Lemma (Resolvent bound). Let $H$ be a Hilbert space, $A \in L(H)$ linear, bounded and self-adjoint and $\lambda \in \mathbb C \setminus \mathbb R$. Then $$\| (A - \lambda I)^{-1} \| \le | \Im(\lambda) |^{-1}.$$
I have been able to prove this with the continuous functional calculus, as I show below (is this proof correct?) but I wondered if there's a way to show it without functional calculus.
Here is one proof of lemma 1 using the continuous functional calculus: Proof.

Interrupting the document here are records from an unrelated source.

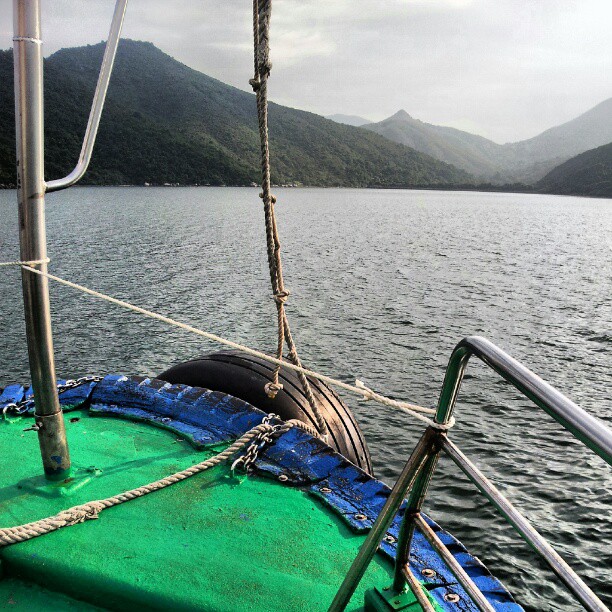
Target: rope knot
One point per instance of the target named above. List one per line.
(368, 394)
(255, 84)
(280, 297)
(272, 197)
(80, 514)
(264, 67)
(272, 389)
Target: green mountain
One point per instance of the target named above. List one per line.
(472, 153)
(588, 174)
(164, 122)
(526, 161)
(349, 119)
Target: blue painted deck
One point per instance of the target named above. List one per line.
(207, 418)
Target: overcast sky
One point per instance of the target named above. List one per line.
(505, 69)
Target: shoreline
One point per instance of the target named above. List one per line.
(486, 188)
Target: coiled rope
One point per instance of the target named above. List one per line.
(260, 434)
(359, 388)
(262, 10)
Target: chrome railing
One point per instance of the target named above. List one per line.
(419, 469)
(31, 189)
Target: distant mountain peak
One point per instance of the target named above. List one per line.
(353, 120)
(401, 114)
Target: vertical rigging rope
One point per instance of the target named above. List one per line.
(262, 10)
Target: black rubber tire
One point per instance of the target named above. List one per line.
(244, 377)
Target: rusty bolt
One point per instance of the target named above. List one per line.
(452, 597)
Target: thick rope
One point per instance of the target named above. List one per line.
(34, 262)
(262, 10)
(91, 510)
(358, 389)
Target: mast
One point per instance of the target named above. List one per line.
(27, 49)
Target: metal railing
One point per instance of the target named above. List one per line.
(418, 471)
(31, 190)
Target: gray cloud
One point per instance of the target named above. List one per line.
(506, 69)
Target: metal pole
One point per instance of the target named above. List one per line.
(573, 582)
(588, 429)
(394, 501)
(32, 236)
(466, 582)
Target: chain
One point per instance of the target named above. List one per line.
(245, 462)
(25, 404)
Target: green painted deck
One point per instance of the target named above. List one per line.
(208, 543)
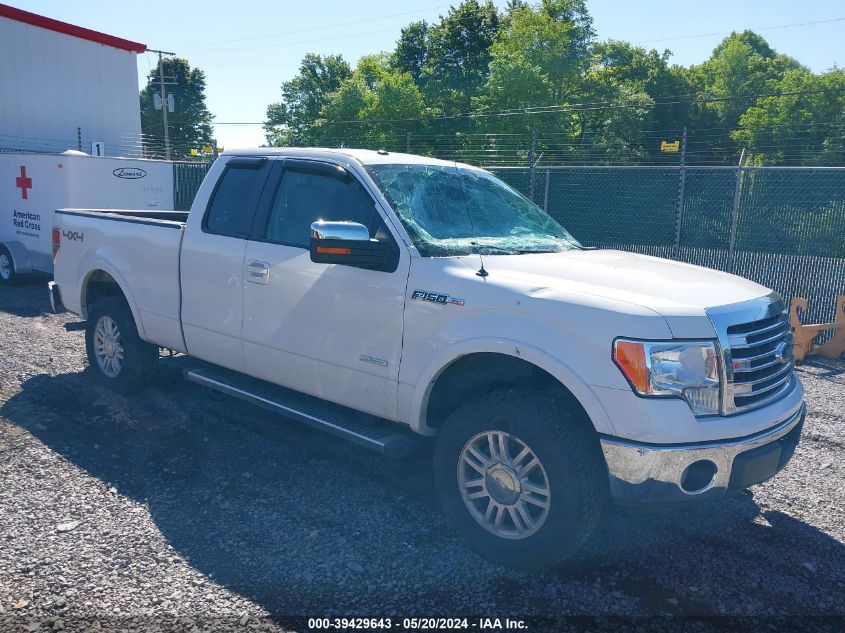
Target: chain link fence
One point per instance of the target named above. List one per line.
(783, 227)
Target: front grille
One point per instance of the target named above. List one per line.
(759, 354)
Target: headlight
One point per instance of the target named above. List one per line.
(688, 370)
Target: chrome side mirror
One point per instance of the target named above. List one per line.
(346, 231)
(349, 244)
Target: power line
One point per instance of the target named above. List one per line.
(723, 34)
(552, 109)
(319, 28)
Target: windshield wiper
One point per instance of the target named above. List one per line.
(511, 251)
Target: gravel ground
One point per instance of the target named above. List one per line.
(173, 508)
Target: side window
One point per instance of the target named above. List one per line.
(304, 197)
(233, 205)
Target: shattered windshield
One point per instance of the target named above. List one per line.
(458, 211)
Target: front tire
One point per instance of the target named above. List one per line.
(8, 276)
(119, 358)
(520, 478)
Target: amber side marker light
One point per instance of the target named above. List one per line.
(629, 357)
(333, 250)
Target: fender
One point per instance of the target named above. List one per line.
(21, 261)
(96, 261)
(510, 347)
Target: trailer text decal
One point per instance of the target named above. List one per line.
(26, 220)
(130, 173)
(23, 183)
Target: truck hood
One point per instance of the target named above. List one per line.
(679, 292)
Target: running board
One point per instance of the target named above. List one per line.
(366, 430)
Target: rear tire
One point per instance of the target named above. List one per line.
(567, 477)
(8, 276)
(119, 358)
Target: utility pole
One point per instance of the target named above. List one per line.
(682, 181)
(163, 88)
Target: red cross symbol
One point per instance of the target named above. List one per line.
(23, 182)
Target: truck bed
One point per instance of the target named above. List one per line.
(148, 216)
(140, 250)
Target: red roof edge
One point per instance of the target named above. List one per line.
(50, 24)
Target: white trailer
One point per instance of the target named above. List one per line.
(32, 186)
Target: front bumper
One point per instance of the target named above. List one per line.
(653, 474)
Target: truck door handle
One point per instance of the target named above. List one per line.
(258, 272)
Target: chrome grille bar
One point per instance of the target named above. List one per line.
(756, 341)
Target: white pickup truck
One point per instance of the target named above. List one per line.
(379, 295)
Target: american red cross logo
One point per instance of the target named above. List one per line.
(23, 182)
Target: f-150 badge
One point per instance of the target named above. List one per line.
(436, 297)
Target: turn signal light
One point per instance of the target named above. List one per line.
(629, 356)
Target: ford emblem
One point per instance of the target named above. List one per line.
(783, 353)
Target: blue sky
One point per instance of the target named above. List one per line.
(247, 49)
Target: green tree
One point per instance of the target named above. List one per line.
(554, 37)
(458, 55)
(375, 92)
(742, 66)
(627, 74)
(189, 125)
(801, 127)
(411, 53)
(289, 121)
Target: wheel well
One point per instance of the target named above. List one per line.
(476, 374)
(100, 285)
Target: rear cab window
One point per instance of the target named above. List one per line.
(233, 204)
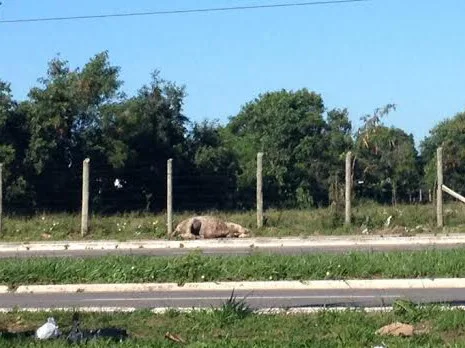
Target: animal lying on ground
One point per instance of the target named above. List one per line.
(208, 227)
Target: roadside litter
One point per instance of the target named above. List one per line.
(50, 331)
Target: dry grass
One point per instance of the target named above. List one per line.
(367, 218)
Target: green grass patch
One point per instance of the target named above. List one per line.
(209, 329)
(198, 268)
(408, 219)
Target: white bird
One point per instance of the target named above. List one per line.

As $A = A^*$ we have $\sigma(A) \subset \mathbb R$, implying $\lambda \not\in \sigma(A)$. Therefore, \begin{equation*} f: \sigma(A) \to \mathbb C, \ x \mapsto \frac{1}{x - \lambda} \end{equation*} is continuous and by the continuous functional calculus we have \begin{align*} \| (A - \lambda I)^{-1} \| & = \| f(A) \| = \sup_{\mu \in \sigma(A)} | f(\mu) | = \sup_{\mu \in \sigma(A)} \frac{1}{| \mu - \lambda |} \\ & = \frac{1}{\inf_{\mu \in \sigma(A)} | \mu - \lambda |} = \frac{1}{\inf_{\mu \in \sigma(A)} \sqrt{(\mu - \Re(\lambda))^2 + \Im(\lambda)^2}} \\ & \le \frac{1}{\sqrt{\Im(\lambda)^2}} = \frac{1}{| \Im(\lambda) |}, \end{align*} where equality holds if $\Re(\lambda) \in \sigma(A)$. $\square$
If $A=A^*$, then $\langle Ax,x\rangle$ is real for all $x\in H$. So $$ -\Im\lambda\|x\|^2=\Im \langle (A-\lambda I)x,x\rangle \\ |\Im\lambda|\|x\|^2 \le \|(A-\lambda I)x\|\|x\| \\ |\Im\lambda|\|x\| \le \|(A-\lambda I)x\| \\ |\Im\lambda|\|(A-\lambda I)^{-1}x\| \le \|x\| \\ \|(A-\lambda I)^{-1}x\|\le \frac{1}{|\Im\lambda|}\|x\| \\ \|(A-\lambda I)^{-1}\|\le\frac{1}{|\Im\lambda|} $$